The Hollywood unions held a rally on Thursday outside Amazon in Culver City to express support for the bill. They noted that New York and New Jersey already extend unemployment benefits to workers on strike.
“Four months without work is emotionally brutal and financially disastrous,” said Meredith Stiehm, the president of WGA West. “The companies of course know this and have preyed upon our members’ economic insecurity and personal anxiety.”
Kayla Westergard-Dobson, a WGA lot coordinator at Sony, argued that the Alliance of Motion Picture and Television Producers refused to negotiate a fair contract, forcing members to go on strike.
“Even though we’re unemployed, none of us can access unemployment,” she said. “We’re almost 130 days into this and I’m going broke. My savings have dwindled down to almost nothing. I’m relying on financial help from my family and visiting food banks to get groceries.”
She said that she had previously been able to get unemployment while on hiatus between writing jobs.
“This insurance is supposed to be there for us when we cannot work,” she said. “How does it make any sense that we don’t have access now when we need it the most? If I could get employment during this work stoppage, just like any other hiatus or time spent being jobless, the stress of the strike would not weigh so heavily. I wouldn’t have to put off going to the dentist, taking my cat to the vet or even just getting a haircut. I wouldn’t have to watch my savings bottom out while still needing to make rent.”
The AMPTP declined to comment. The Motion Picture Association, which represents the studios’ interests in Sacramento, referred questions to the California Chamber of Commerce.
At a hearing last week, a Chamber representative argued that the bill could lead to hundreds of millions of dollars in payouts to striking workers.
The representative, Robert Moutrie, argued that would put further pressure on the state’s unemployment program, which already owes the federal government more than $18 billion due to the pandemic, and would force California businesses as a whole to pick up the tab in the form of higher premiums.
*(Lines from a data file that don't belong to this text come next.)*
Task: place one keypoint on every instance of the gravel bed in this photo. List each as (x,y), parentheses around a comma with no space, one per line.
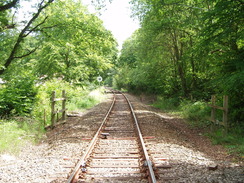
(191,156)
(53,159)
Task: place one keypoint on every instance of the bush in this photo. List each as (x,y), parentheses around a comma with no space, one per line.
(17,96)
(78,98)
(197,111)
(16,133)
(167,104)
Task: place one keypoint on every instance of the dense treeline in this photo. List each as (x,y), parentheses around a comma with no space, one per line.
(56,39)
(186,49)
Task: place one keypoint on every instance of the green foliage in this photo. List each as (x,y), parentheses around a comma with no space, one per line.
(197,113)
(167,104)
(78,98)
(18,96)
(186,49)
(14,134)
(233,140)
(79,53)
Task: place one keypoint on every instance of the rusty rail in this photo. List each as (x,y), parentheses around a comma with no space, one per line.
(148,163)
(81,165)
(82,161)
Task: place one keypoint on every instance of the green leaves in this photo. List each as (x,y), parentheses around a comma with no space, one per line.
(18,96)
(75,47)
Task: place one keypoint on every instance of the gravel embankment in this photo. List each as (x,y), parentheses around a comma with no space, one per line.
(189,154)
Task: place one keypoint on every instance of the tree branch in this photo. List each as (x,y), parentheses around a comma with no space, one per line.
(22,35)
(8,6)
(27,54)
(33,29)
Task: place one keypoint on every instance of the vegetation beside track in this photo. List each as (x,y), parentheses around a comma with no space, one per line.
(196,115)
(22,126)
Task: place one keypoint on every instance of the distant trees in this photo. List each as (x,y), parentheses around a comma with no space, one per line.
(186,48)
(61,39)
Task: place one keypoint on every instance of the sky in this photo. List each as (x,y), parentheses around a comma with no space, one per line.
(116,18)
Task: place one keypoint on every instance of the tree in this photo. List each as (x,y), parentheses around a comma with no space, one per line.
(76,47)
(26,31)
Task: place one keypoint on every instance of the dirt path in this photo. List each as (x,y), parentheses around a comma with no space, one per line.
(188,152)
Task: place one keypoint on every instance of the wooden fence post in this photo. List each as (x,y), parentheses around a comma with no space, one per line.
(225,112)
(213,109)
(53,108)
(63,105)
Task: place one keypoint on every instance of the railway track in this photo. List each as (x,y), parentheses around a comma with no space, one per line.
(117,152)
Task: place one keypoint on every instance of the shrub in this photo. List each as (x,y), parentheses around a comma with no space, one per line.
(18,96)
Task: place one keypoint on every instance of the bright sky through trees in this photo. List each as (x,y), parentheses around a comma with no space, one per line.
(116,17)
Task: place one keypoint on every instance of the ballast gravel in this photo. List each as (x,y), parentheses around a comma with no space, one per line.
(189,156)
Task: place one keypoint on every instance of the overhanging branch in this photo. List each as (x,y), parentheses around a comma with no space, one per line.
(8,6)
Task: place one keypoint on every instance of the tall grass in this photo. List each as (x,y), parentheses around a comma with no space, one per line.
(20,130)
(197,114)
(15,134)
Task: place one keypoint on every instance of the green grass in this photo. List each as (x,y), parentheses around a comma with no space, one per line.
(85,101)
(233,140)
(196,114)
(15,134)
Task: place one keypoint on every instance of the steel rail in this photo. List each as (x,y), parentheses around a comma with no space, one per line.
(82,161)
(148,163)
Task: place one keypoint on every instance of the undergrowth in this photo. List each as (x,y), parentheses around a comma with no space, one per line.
(16,133)
(197,114)
(23,128)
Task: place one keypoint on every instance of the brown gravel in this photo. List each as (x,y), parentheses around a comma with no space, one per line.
(189,154)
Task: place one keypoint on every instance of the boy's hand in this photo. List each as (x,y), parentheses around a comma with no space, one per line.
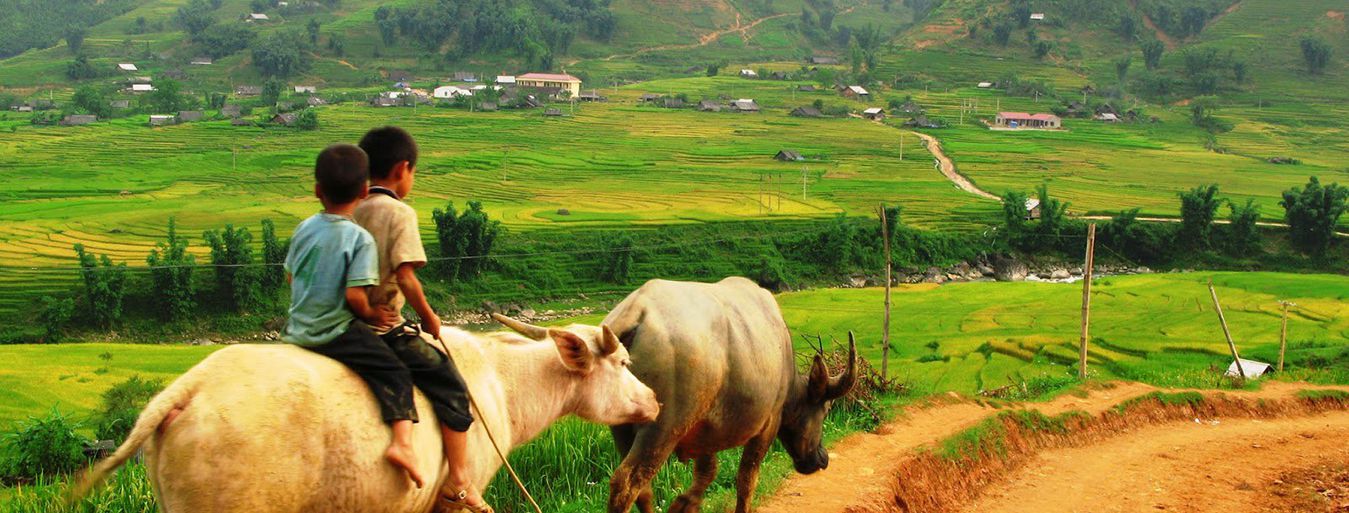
(431,324)
(382,317)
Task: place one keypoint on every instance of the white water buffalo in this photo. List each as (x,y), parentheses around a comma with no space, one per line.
(719,358)
(281,429)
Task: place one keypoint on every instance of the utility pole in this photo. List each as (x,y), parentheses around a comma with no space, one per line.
(1283,332)
(885,326)
(1225,332)
(1086,301)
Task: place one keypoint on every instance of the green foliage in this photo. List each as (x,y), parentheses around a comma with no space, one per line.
(273,257)
(104,286)
(618,253)
(45,446)
(54,313)
(1198,208)
(1315,54)
(1243,228)
(282,54)
(122,405)
(1313,213)
(466,240)
(171,267)
(236,277)
(1152,50)
(224,39)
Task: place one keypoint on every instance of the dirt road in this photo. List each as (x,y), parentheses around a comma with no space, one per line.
(861,466)
(1178,467)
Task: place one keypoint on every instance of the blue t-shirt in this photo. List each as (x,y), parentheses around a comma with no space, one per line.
(328,254)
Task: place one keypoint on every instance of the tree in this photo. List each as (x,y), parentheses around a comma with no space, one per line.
(166,96)
(1152,53)
(271,91)
(81,69)
(1315,53)
(1198,208)
(273,257)
(281,54)
(1243,228)
(104,286)
(1121,68)
(92,100)
(74,38)
(236,277)
(1002,33)
(1313,213)
(170,273)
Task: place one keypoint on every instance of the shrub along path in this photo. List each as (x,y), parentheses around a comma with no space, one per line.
(864,466)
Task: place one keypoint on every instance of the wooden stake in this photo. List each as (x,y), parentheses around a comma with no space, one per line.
(1225,332)
(1283,332)
(1086,301)
(885,326)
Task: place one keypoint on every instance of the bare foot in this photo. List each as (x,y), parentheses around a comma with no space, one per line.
(402,458)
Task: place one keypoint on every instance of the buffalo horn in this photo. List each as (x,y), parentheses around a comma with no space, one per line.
(528,330)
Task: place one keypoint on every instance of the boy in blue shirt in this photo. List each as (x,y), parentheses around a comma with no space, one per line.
(331,263)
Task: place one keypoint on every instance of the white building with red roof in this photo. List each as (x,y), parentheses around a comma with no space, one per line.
(560,81)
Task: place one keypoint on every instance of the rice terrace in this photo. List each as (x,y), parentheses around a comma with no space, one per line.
(721,255)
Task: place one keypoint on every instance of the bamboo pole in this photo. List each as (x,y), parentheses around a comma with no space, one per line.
(885,326)
(1086,301)
(1225,331)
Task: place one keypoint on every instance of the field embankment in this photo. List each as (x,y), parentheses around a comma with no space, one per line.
(950,456)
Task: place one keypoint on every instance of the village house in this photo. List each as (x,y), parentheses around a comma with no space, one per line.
(561,81)
(1028,120)
(855,92)
(807,112)
(745,105)
(76,119)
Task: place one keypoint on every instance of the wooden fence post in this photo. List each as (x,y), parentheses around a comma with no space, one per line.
(1232,346)
(885,327)
(1086,301)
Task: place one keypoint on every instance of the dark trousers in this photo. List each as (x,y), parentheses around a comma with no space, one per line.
(391,363)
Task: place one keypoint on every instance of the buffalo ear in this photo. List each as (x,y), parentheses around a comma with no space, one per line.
(819,381)
(573,350)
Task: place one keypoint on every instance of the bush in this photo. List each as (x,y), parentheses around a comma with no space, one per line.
(122,405)
(104,286)
(45,446)
(170,272)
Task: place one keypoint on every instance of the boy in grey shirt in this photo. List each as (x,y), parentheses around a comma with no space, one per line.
(331,263)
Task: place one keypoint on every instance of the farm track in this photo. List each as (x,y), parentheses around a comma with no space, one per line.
(864,465)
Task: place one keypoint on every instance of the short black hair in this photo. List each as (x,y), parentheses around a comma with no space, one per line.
(341,172)
(387,146)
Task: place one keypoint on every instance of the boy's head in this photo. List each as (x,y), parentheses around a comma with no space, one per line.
(393,158)
(341,174)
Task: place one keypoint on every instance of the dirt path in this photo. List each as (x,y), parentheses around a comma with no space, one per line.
(1175,467)
(862,465)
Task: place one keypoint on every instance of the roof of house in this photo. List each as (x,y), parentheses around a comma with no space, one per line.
(551,77)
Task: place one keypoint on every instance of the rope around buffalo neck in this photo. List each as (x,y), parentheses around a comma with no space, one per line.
(493,439)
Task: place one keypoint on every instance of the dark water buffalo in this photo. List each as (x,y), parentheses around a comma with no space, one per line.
(719,358)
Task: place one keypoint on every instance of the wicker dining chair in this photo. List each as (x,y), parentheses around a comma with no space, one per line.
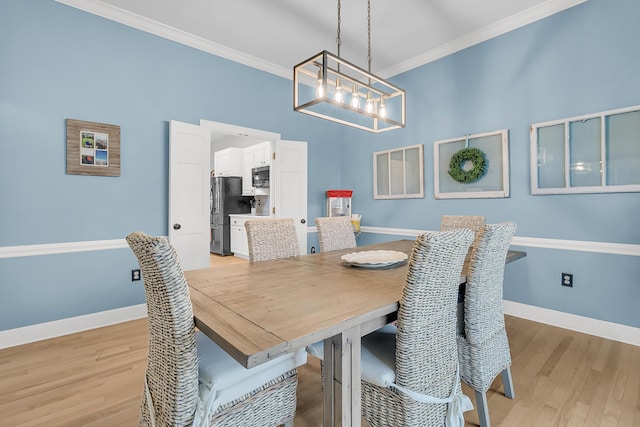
(271,239)
(189,379)
(335,233)
(454,222)
(410,372)
(483,347)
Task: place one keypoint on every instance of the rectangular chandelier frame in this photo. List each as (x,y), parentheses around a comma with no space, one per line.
(317,80)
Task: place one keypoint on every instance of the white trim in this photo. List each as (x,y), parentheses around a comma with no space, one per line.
(56,328)
(511,23)
(585,325)
(61,248)
(139,22)
(533,242)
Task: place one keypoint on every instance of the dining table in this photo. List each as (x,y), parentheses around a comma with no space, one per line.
(257,311)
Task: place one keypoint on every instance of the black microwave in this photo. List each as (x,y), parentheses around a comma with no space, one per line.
(260,177)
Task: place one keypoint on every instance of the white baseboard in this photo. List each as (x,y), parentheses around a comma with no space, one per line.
(43,331)
(586,325)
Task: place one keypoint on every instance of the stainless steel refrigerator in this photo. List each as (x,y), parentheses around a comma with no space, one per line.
(225,198)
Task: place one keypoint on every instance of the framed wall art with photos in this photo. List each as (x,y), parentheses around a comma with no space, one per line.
(92,148)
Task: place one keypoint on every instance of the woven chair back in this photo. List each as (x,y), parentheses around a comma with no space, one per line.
(473,222)
(271,239)
(483,307)
(172,366)
(335,233)
(426,350)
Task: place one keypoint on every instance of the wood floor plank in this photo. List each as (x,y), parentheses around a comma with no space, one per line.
(94,378)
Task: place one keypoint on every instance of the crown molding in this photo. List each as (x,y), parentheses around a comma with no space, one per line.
(139,22)
(511,23)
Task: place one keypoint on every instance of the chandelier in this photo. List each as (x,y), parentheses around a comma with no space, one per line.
(331,88)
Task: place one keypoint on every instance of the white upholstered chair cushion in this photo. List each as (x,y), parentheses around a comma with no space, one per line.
(222,375)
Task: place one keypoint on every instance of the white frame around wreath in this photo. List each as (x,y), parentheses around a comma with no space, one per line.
(495,183)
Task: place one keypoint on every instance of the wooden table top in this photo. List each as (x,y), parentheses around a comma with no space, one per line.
(260,310)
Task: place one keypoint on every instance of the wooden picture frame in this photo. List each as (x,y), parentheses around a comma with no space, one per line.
(494,182)
(93,148)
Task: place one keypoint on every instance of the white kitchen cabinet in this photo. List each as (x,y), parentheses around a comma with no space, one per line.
(262,154)
(247,164)
(228,162)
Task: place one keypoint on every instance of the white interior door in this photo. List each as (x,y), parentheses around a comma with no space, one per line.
(189,210)
(289,186)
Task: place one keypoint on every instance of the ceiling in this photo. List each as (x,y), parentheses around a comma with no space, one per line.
(275,35)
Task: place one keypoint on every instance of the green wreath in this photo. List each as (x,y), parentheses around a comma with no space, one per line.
(473,155)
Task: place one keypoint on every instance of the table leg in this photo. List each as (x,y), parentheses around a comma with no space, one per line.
(341,406)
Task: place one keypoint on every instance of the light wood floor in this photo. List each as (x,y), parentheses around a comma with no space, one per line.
(94,378)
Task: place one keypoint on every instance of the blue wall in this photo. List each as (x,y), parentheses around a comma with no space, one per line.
(58,62)
(580,61)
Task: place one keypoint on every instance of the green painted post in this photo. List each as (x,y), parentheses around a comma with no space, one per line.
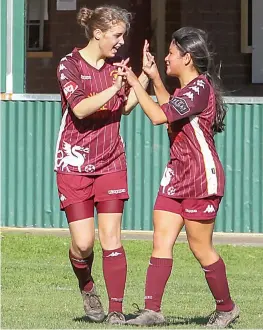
(3,43)
(19,46)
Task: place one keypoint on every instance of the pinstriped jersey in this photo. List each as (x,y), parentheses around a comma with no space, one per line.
(91,145)
(194,169)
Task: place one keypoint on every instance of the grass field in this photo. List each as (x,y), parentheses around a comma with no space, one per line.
(39,290)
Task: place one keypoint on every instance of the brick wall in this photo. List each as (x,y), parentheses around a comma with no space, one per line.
(222,20)
(62,34)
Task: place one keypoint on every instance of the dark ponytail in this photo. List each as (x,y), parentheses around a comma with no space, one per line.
(195,42)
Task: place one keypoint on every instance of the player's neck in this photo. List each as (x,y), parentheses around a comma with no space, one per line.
(186,78)
(92,55)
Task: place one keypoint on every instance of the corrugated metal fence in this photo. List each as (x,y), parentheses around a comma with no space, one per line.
(28,191)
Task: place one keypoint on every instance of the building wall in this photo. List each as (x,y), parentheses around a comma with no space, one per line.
(222,19)
(62,34)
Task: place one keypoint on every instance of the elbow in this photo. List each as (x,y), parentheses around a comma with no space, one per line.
(79,116)
(155,122)
(78,113)
(158,121)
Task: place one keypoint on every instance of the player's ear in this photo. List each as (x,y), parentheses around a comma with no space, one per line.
(187,59)
(97,34)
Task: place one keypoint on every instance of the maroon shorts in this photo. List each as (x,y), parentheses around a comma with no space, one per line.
(74,189)
(190,208)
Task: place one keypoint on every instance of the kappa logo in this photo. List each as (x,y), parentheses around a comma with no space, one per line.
(180,105)
(190,211)
(190,95)
(69,89)
(114,254)
(209,209)
(85,77)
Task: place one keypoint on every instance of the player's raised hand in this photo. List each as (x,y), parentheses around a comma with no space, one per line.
(148,64)
(120,81)
(127,74)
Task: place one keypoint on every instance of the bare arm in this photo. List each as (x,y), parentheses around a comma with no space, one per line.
(73,90)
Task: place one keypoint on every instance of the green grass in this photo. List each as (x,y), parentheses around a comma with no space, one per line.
(39,289)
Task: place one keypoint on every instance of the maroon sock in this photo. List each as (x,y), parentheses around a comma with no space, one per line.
(158,272)
(82,269)
(115,270)
(215,275)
Moutrie stated that striking workers are also in a different situation than workers who get benefits because they were laid off.
“Someone who is on strike has a job and is choosing not to work to create economic pressure on their employer,” Moutrie said. “That is fundamentally different than someone who is let go and has no idea when or if they will work again.”
According to an analysis from the Assembly staff, there were 56 strikes in California between 2012 and 2022, only two of which lasted longer than two weeks.
The SAG-AFTRA began on July 14 and is now eight weeks old, while the WGA strike is in its 19th week.
The bill passed the Assembly Appropriations Committee on Thursday, and must pass both houses of the Legislature by Sept. 14.
Gov. Gavin Newsom has not indicated whether he would sign it into law.
A similar bill, which would have granted unemployment benefits after three weeks on strike, passed in the Assembly in 2019 but fell two votes short of passage in the state Senate.